A ghostly specter watches over city streets begging for someone to look up. It watches Masquerade on her way to a television interview where she answers questions about the Project: Superpowers team. Suddenly, lightning strikes around the world, and all planes begin falling from the sky. Despite claiming to be retired, Project: Superpowers reunites to catch the falling aircraft. Green Lama holds all the aircraft in the world with a vast magical net, and Black Terror, Masquerade, the Mighty Samson, the Scarab, work to evacuate the planes before Lama’s magic gives out.
This is my first introduction into the world of Project: Superpowers, and I’ve not read the original Jim Kreuger, Alex Ross, Doug Klauba and Stephen Sadowski series.
This comic makes its conceit clear very quickly though.
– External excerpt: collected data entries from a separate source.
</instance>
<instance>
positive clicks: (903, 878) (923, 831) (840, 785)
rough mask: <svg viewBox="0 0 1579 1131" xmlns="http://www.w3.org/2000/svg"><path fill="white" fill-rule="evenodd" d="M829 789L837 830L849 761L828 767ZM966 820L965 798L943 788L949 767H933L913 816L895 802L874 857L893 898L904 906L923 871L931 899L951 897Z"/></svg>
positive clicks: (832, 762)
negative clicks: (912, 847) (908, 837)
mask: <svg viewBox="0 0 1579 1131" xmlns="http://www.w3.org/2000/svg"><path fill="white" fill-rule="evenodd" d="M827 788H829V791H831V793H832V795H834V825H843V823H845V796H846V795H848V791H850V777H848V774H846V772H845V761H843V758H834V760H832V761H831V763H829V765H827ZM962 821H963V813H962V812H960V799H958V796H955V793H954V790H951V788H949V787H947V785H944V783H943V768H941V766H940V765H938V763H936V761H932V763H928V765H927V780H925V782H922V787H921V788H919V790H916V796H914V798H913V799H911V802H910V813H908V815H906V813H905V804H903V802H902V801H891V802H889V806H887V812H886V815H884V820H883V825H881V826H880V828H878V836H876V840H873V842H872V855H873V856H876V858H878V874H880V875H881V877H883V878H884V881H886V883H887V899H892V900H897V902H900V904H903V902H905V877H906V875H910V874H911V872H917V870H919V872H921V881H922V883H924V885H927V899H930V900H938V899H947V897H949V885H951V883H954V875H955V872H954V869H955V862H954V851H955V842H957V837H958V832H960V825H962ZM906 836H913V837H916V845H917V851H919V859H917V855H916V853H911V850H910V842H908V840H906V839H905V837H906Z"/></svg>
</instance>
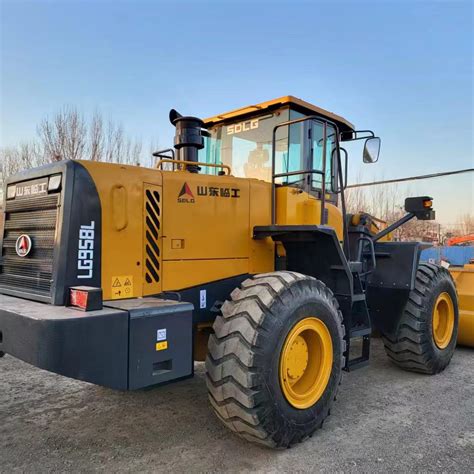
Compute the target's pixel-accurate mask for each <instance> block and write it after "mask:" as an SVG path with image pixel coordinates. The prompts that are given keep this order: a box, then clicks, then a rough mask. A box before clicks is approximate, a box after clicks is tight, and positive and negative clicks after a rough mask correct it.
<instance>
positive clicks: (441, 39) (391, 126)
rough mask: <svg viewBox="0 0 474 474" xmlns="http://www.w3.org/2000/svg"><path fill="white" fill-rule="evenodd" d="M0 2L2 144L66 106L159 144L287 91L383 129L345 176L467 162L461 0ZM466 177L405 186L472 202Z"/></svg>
mask: <svg viewBox="0 0 474 474" xmlns="http://www.w3.org/2000/svg"><path fill="white" fill-rule="evenodd" d="M0 4H1V135H0V143H1V145H3V146H5V145H14V144H16V143H18V142H19V141H21V140H28V139H30V138H32V137H33V136H34V134H35V130H36V125H37V123H38V122H39V121H40V120H41V119H42V118H43V117H44V116H46V115H51V114H53V113H54V112H55V111H56V110H57V109H59V108H60V107H62V106H63V105H65V104H72V105H75V106H77V107H78V108H79V109H80V110H82V111H83V112H84V113H85V114H90V113H92V112H93V111H94V109H96V108H98V109H100V110H101V111H102V112H103V113H104V114H105V115H106V116H108V117H111V118H113V119H114V120H116V121H118V122H121V123H122V124H123V125H124V127H125V129H126V130H127V132H128V133H129V134H131V135H132V136H134V137H137V138H140V139H142V140H144V141H145V142H149V141H152V142H154V143H158V144H159V145H160V146H162V147H167V146H168V145H171V143H172V136H173V130H172V128H171V127H170V125H169V123H168V119H167V115H168V110H169V109H170V108H171V107H175V108H177V109H178V110H180V111H182V112H184V113H186V114H193V115H198V116H202V117H206V116H210V115H214V114H216V113H219V112H223V111H227V110H230V109H232V108H237V107H240V106H243V105H247V104H250V103H256V102H261V101H264V100H268V99H271V98H274V97H279V96H282V95H287V94H292V95H296V96H298V97H301V98H303V99H305V100H307V101H309V102H312V103H315V104H316V105H319V106H321V107H323V108H326V109H329V110H332V111H334V112H336V113H338V114H340V115H343V116H344V117H346V118H347V119H349V120H350V121H351V122H353V123H354V124H355V125H356V126H357V127H359V128H372V129H374V130H375V131H376V133H377V134H379V135H380V136H381V137H382V153H381V159H380V161H379V163H377V164H375V165H369V166H368V165H365V166H363V165H362V164H361V158H360V156H361V155H360V150H356V152H357V153H353V154H352V156H351V174H350V176H351V177H352V180H354V179H355V178H356V177H357V176H361V177H362V179H363V180H364V181H366V180H370V179H373V178H376V179H380V178H382V177H383V178H391V177H399V176H407V175H411V174H423V173H429V172H437V171H442V170H446V169H457V168H468V167H473V166H474V163H473V72H472V53H473V6H472V5H473V3H472V2H471V1H464V2H463V1H441V2H439V1H435V2H434V1H431V2H428V1H384V0H379V1H376V2H362V1H348V2H342V1H332V2H319V1H307V2H306V1H305V2H301V1H296V0H295V1H288V2H278V1H273V2H270V1H240V2H237V1H232V2H224V1H216V2H210V1H175V2H164V1H154V2H152V1H149V2H147V1H140V0H138V1H110V2H106V1H86V0H84V1H80V2H78V1H67V0H63V1H39V0H38V1H34V2H29V1H22V0H16V1H12V0H0ZM473 180H474V176H473V174H470V175H464V176H463V177H457V178H451V179H444V180H435V181H426V182H423V183H422V184H416V185H412V186H411V187H410V188H411V189H412V190H414V191H415V192H416V193H420V194H425V193H428V194H432V195H434V197H435V199H436V207H437V208H438V210H439V214H438V215H439V217H440V218H441V220H442V221H443V222H445V223H448V222H452V221H454V222H455V221H456V219H457V216H458V215H459V214H460V213H462V212H474V209H473V199H474V195H473V192H474V191H473Z"/></svg>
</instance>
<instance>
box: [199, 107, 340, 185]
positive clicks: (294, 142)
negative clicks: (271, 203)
mask: <svg viewBox="0 0 474 474" xmlns="http://www.w3.org/2000/svg"><path fill="white" fill-rule="evenodd" d="M303 117H304V115H303V114H300V113H299V112H296V111H294V110H290V109H289V108H286V109H280V110H278V111H275V112H273V113H266V114H262V115H260V116H258V115H255V116H253V117H252V118H250V119H248V120H237V121H235V122H232V123H226V124H219V125H216V126H214V127H212V128H210V129H209V133H210V137H207V138H205V146H204V148H203V149H202V150H200V151H199V161H200V162H204V163H212V164H224V165H228V166H230V167H231V169H232V174H233V175H234V176H237V177H241V178H255V179H260V180H263V181H267V182H271V181H272V162H271V160H272V150H271V148H272V133H273V129H274V127H275V126H276V125H277V124H279V123H282V122H286V121H288V120H293V119H298V118H303ZM327 137H328V138H327V147H326V153H327V156H326V186H327V187H329V186H330V185H331V181H332V179H331V177H332V163H331V156H332V151H333V149H334V146H335V139H334V137H335V131H334V129H333V128H332V127H331V126H328V130H327ZM275 143H276V150H275V174H279V173H289V172H293V171H300V170H304V169H310V168H312V169H317V170H322V167H323V125H322V124H320V123H318V122H312V121H309V120H308V121H305V122H300V123H296V124H292V125H290V126H289V127H281V128H279V129H278V130H277V134H276V141H275ZM311 160H312V163H311ZM219 171H220V168H214V167H204V169H203V170H202V172H203V173H206V174H217V173H218V172H219ZM275 182H276V183H277V184H282V185H294V186H301V187H303V185H304V183H305V176H304V175H293V176H289V177H283V178H278V179H276V180H275ZM310 184H311V188H314V189H320V188H321V175H319V174H314V175H312V178H311V183H310Z"/></svg>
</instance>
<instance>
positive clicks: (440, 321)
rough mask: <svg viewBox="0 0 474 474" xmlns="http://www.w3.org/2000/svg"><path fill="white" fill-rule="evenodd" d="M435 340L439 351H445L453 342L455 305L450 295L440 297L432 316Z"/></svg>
mask: <svg viewBox="0 0 474 474" xmlns="http://www.w3.org/2000/svg"><path fill="white" fill-rule="evenodd" d="M432 325H433V339H434V342H435V344H436V345H437V346H438V348H439V349H445V348H446V347H448V345H449V343H450V342H451V338H452V336H453V330H454V305H453V301H452V299H451V297H450V296H449V294H448V293H446V292H443V293H441V294H440V295H439V296H438V299H437V300H436V303H435V305H434V308H433V315H432Z"/></svg>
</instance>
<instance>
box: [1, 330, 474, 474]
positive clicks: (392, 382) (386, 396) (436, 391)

Project: Superpowers was a war-time effort, the group was trapped in a magical urn, and now they are back in the year 2018.
That’s pretty straightforward, and it allows for another take on the Captain America “man out of time” idea.
This comic doesn’t spend much time on that (it’s likely it has done so in past iterations of the series), and it moves towards that crisis with the falling planes. It reveals little of the cause, and it ends as we are beginning to get clues about what’s going on.
It’s a quick read for sure. It does a decent job of giving you a concise idea of who its characters are.
The “everything was simpler in the old days” line is a bit tiresome. They weren’t. There were fascist-sympathizers, corruption, Japanese internment, rampant racism and Antisemitism, and all sorts of other deplorable things in the U.S. back then. Things may seem less simple now because we talk about a lot of these things, try to confront them, and are more honest about what the U.S. is now. That creates the illusion of sudden complexity, but these things didn’t just suddenly spring up sometime in the early 2000’s.
Sergio Davila’s artwork is quite gorgeous. His style leans on the realistic, giving a detailed and textured look to everyone and everything. The costumes look fantastic, and there is an especially nice impact effect attributed to Samson catching one of the planes. Felideus is on color art, and the result is a well-balanced palette that, of course, gets enjoyably wild once the costumes show up.
Project: Superpowers #1 is an enjoyable introduction to the world of these characters for the new reader. For those who’ve followed this story in the past, it’s likely an enjoyable return of this super team. The artwork is excellent, and the story is fairly interesting. This one is worth a recommendation. Feel free to check it out.